Resistance Theory for a Global Pandemic

Resistance Theory for a Global Pandemic

Protestants have a long history of resisting tyrannical governments. It was partly a function of disobedience to the papacy, though truth be told Roman Catholic bishops had their own long history of seeking the freedom of the church from oppressive civil magistrates. Here’s a simple way of defining the idea from Mark David Hall:

Within a generation of Calvin, virtually every reformed civil and ecclesiastical leader was convinced that the Bible taught that governments should be limited, that they should be based on the consent of the governed, that rulers should promote the common good and the Christian faith, and that unjust or ungodly rulers should be resisted or even overthrown.

What might this outlook mean for Christians complying with government orders to stay home and wash hands often? On the one hand, protecting public health is part of serving the common good. On the other hand, governments prohibiting worship violates limited government. Let’s not even go there to whether the governor of New York or POTUS is a godly ruler.

Kyle Borg breaks down the dilemma for Christians living under coronavirus restrictions this way, either obedience to just law or disobedience as a way of obeying God:

We need to be careful because if what the government is doing is lawful then to resist them is to resist God: “For there is no authority except from God, and those that exist have been instituted by God. Therefore whoever resists the authorities resists what God has appointed, and those who resist will incur judgment” (Romans 13:1-2). Yes, God is that serious about respecting and submitting to our governing authorities. On the other hand, if what the government is doing isn’t lawful then as Christians we have no choice: “We must obey God rather than men” (Acts 5:29).
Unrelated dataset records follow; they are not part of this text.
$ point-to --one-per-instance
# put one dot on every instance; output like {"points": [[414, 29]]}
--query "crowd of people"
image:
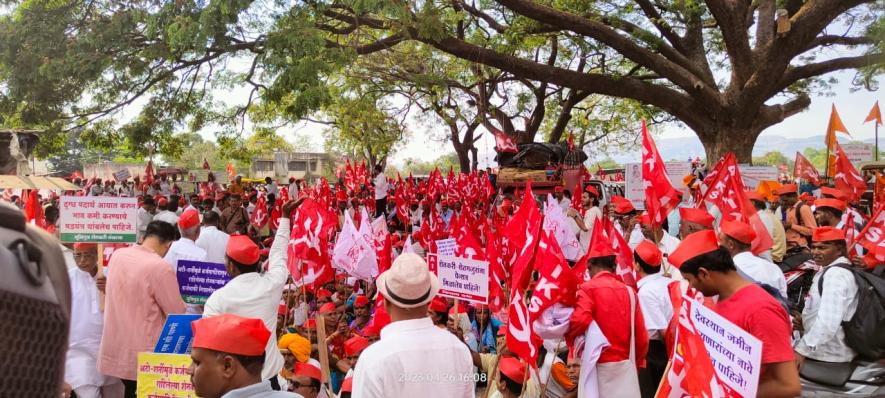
{"points": [[268, 333]]}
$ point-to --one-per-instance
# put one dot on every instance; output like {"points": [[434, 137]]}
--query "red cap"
{"points": [[697, 216], [694, 245], [308, 370], [84, 246], [738, 230], [826, 234], [753, 195], [231, 334], [371, 330], [649, 252], [189, 219], [347, 385], [360, 301], [242, 250], [355, 345], [835, 193], [600, 248], [832, 203], [788, 188], [327, 308], [439, 304], [513, 368]]}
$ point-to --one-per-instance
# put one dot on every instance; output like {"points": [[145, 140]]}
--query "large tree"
{"points": [[727, 69]]}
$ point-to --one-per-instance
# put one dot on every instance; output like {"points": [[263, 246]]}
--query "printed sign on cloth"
{"points": [[164, 375], [463, 278], [197, 280], [98, 219], [177, 335]]}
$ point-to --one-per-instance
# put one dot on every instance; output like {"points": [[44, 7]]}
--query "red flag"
{"points": [[503, 143], [259, 214], [521, 238], [623, 254], [727, 193], [690, 372], [802, 168], [846, 178], [555, 282], [149, 173], [308, 249], [660, 196]]}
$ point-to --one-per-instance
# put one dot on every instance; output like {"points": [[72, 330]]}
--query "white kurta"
{"points": [[214, 242], [86, 325], [255, 295], [414, 358], [762, 271]]}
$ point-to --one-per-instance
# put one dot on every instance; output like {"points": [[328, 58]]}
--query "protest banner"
{"points": [[858, 152], [753, 175], [164, 375], [177, 334], [446, 247], [98, 219], [462, 278], [634, 188], [122, 175], [199, 175], [736, 354], [197, 280]]}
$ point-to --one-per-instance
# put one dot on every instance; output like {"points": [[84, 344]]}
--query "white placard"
{"points": [[446, 247], [463, 278], [752, 175], [122, 175], [98, 219], [735, 353]]}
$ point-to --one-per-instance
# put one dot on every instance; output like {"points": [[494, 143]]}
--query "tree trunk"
{"points": [[720, 140]]}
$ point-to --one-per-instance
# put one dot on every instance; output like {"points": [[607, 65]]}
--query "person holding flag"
{"points": [[709, 268], [603, 299], [250, 293]]}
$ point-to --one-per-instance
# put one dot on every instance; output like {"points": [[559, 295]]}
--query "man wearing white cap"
{"points": [[413, 358]]}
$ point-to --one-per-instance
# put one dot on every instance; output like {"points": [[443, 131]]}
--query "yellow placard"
{"points": [[164, 375]]}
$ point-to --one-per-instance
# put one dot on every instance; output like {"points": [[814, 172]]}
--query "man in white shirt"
{"points": [[164, 214], [81, 369], [591, 214], [253, 294], [737, 237], [381, 188], [826, 308], [657, 310], [414, 358], [145, 215], [186, 247], [211, 239]]}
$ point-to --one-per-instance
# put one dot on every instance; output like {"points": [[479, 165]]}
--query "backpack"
{"points": [[865, 332], [35, 306]]}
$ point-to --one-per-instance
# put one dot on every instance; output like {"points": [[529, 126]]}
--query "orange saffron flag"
{"points": [[875, 115]]}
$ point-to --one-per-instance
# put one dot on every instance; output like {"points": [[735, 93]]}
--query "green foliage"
{"points": [[773, 158]]}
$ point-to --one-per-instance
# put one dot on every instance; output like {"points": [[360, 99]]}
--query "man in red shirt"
{"points": [[607, 300], [710, 269]]}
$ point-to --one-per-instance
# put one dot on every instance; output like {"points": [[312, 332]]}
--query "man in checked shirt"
{"points": [[822, 317]]}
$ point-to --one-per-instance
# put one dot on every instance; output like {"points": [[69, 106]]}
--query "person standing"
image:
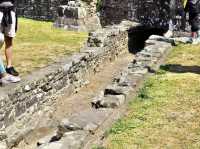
{"points": [[5, 78], [190, 6], [8, 26]]}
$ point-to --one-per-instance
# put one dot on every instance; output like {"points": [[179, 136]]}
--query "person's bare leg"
{"points": [[8, 50]]}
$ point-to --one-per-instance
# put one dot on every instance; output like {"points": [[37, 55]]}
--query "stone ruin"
{"points": [[78, 15], [82, 15], [68, 14]]}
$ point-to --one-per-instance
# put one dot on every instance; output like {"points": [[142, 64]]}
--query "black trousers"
{"points": [[192, 8]]}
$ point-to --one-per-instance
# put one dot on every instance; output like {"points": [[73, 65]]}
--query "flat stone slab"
{"points": [[88, 120]]}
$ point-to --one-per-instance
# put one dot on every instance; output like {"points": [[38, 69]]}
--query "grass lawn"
{"points": [[38, 44], [166, 113]]}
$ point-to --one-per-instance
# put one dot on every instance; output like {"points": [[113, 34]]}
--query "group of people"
{"points": [[191, 6]]}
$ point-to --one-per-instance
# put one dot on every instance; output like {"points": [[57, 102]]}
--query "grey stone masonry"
{"points": [[78, 129], [152, 13], [40, 87], [78, 15], [38, 9]]}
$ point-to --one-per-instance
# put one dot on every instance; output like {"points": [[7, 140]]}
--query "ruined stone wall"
{"points": [[78, 15], [71, 73], [153, 13], [38, 9]]}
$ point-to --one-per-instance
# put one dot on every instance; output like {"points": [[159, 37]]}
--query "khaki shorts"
{"points": [[10, 29]]}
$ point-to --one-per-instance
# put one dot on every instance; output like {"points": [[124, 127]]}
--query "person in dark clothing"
{"points": [[8, 23], [190, 6]]}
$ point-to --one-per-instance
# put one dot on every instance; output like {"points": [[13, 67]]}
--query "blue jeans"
{"points": [[2, 68]]}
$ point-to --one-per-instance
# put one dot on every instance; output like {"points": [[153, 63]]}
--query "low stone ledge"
{"points": [[19, 101], [114, 95]]}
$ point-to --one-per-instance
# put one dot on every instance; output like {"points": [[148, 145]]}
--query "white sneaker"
{"points": [[9, 79], [168, 34]]}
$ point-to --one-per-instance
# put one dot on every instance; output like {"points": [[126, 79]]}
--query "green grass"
{"points": [[166, 112], [38, 44]]}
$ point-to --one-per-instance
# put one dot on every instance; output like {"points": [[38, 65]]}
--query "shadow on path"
{"points": [[180, 69]]}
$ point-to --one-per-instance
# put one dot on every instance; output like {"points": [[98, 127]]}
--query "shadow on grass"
{"points": [[177, 68]]}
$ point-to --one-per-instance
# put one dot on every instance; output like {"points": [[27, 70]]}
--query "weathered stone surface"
{"points": [[78, 15], [112, 101], [150, 13], [183, 40], [47, 139], [53, 145], [116, 90], [73, 140], [3, 145], [86, 120], [71, 73]]}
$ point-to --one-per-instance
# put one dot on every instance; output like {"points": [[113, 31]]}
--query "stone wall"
{"points": [[16, 101], [153, 13], [78, 15], [38, 9]]}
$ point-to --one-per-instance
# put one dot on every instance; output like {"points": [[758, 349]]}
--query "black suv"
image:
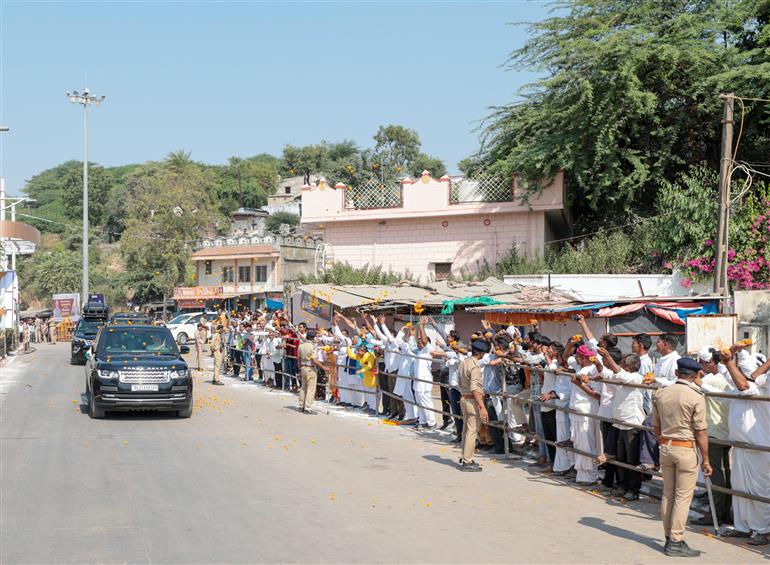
{"points": [[138, 367], [82, 338]]}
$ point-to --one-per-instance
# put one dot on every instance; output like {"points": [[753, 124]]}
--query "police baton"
{"points": [[711, 505]]}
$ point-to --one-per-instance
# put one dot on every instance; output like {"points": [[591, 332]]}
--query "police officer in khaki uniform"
{"points": [[679, 421], [216, 350], [308, 361], [472, 402]]}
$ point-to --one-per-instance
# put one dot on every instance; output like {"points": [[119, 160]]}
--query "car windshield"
{"points": [[137, 340], [89, 327], [181, 319]]}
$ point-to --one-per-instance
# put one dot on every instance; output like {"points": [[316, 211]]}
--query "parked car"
{"points": [[137, 367], [133, 317], [82, 337], [184, 325]]}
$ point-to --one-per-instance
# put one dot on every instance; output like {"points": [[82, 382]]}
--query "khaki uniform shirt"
{"points": [[306, 352], [469, 376], [216, 343], [679, 410]]}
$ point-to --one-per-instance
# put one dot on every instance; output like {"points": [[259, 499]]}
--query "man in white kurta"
{"points": [[749, 422]]}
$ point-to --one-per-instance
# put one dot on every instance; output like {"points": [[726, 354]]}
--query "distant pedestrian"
{"points": [[679, 421], [217, 346], [469, 381]]}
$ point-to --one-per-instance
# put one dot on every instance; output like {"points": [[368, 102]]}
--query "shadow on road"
{"points": [[600, 524]]}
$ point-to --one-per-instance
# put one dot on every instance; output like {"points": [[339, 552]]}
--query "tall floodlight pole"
{"points": [[86, 99]]}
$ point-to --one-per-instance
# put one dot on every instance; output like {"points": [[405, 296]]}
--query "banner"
{"points": [[66, 306], [198, 293], [316, 306]]}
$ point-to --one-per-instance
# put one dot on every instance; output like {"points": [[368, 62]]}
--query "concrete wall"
{"points": [[414, 243], [601, 287]]}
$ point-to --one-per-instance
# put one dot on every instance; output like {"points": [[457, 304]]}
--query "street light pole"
{"points": [[86, 99]]}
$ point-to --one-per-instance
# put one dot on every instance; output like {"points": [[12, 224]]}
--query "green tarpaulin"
{"points": [[449, 305]]}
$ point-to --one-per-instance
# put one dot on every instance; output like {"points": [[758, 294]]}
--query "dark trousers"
{"points": [[290, 368], [719, 457], [396, 404], [237, 359], [383, 382], [610, 446], [628, 452], [549, 432], [439, 377], [454, 403], [258, 357], [649, 450]]}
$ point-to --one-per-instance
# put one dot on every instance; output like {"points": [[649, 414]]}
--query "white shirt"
{"points": [[628, 402], [749, 421], [422, 369], [580, 400], [665, 369], [549, 384], [608, 391], [276, 351], [489, 375]]}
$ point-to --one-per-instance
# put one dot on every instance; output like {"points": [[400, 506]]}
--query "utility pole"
{"points": [[721, 286], [86, 99]]}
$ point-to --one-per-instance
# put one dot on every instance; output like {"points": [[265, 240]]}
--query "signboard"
{"points": [[191, 304], [66, 306], [198, 293], [316, 306], [711, 330]]}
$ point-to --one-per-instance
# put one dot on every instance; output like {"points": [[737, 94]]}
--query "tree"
{"points": [[629, 97], [274, 221], [423, 162], [170, 207]]}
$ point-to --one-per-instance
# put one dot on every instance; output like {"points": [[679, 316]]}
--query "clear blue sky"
{"points": [[223, 79]]}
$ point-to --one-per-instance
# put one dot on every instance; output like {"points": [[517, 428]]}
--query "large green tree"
{"points": [[629, 97], [170, 207]]}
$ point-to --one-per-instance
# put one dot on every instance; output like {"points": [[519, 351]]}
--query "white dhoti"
{"points": [[750, 472], [403, 388], [424, 397], [564, 459], [585, 437]]}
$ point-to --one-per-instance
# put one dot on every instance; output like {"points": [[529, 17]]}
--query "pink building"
{"points": [[432, 227]]}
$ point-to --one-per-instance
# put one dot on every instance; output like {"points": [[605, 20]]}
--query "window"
{"points": [[443, 271], [260, 273]]}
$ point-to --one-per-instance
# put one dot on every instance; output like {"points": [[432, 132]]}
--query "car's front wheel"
{"points": [[93, 410], [185, 412]]}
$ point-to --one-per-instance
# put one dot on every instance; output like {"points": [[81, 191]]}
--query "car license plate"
{"points": [[146, 388]]}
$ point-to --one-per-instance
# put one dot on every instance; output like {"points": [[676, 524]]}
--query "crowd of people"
{"points": [[586, 409]]}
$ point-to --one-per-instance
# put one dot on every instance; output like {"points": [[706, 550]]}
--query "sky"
{"points": [[240, 78]]}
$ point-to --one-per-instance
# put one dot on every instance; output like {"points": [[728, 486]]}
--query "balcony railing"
{"points": [[374, 194], [481, 187]]}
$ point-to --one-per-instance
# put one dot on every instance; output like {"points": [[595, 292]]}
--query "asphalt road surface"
{"points": [[249, 479]]}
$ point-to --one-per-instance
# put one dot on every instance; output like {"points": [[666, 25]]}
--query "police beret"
{"points": [[687, 365]]}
That means, for practical purposes, the church cannot dictate to the state:

Biblically speaking, church and state are distinct but equal and cooperating authorities under the Lord Jesus Christ — the state is not over the church and the church is not over the state. We need to respect that distinction. It’s a point that’s been confused by American civil-religion but the church isn’t a political party, policy maker, lobbyist organization, or an institution of checks-and-balances for the civil government.

It also means, that if the state passes laws that require Christians to sin, disobedience is in order:

There are times when as Christians we need to disobey our governing authorities (see Acts 5:29). But it is only when they require us to be disobedient to God — when the only way we can obey them is to be unfaithful to God. For the Christian, civil disobedience doesn’t arise out of patriotic flag waving while holding the Bill of Rights; it doesn’t arise out of anti-government sentiment or political leanings; it doesn’t arise because we’re inconvenienced by the law or draconian measures.

But an important factor in between the Christian and God or between the believer and the government is lesser civil authorities. Calvin and other theologians who mentioned the possibility of resistance made sure to qualify that. Citizens themselves could not resist lawfully. They needed to have other parts of the government lead such insurrection. Modern government has this mechanism of resistance baked in through the system of checks and balances. In other words, a legislature can check an governor or president who overreaches legitimate authority.

Borg puts it this way by referring to the judicial branch of government:

We’re a nation and states that are governed within the parameters of a constitution. It could be that the restrictions on public gatherings as applied to religious assemblies is unconstitutional. Personally, I expect challenges to be made in the judicial courts which is the appropriate place for those challenges to be made (see Acts 25:10-12) — not the court of public opinion. But the unconstitutionality of a law is not the same thing as an unbiblical law.

But Congress or a state legislature also has authority to restrain the executive. This is what some call for in the case of Governor Whitmer’s policy in Michigan:

Among those who think Whitmer has gone too far, the next question pertains to the appropriate response. Some will leave it to social media posts. Others now circulate a petition seeking to recall her from office.

Their best answer resides in another part of Michigan’s government: the Legislature. Leaders in the Michigan Legislature have criticized the new order, including Speaker of the House Lee Chatfield and Senate Majority Leader Mike Shirkey. Moreover, members of both chambers already intervened individually to modify aspects of past orders. As a legislative body, they have power to do much more if they so choose.

Michigan’s constitution, like our national one and those of most other states, distributes its power among three branches — a Legislature, governor and courts. The relationship between those branches stems from the relationship between the powers our constitution gives them. . . .

As the source of Whitmer’s executive power, [lawmakers] possess the capacity to redirect it. They can amend the statutes on which the governor bases her actions. More to the point now, they could pass legislation that amends the current executive order to align with what they think best for the health — physically and economically — of the state of Michigan. Perhaps better lines can be drawn between essential and non-essential workers. Or maybe reasonable deviations between hot spots and other regions in the state could work.

The lesson apparently is if you protest at the state capital, make sure you wear a mask and are six feet from the other protesters. Otherwise, call your legislator. He or she has power to resist a governor who has gotten in over his or her head.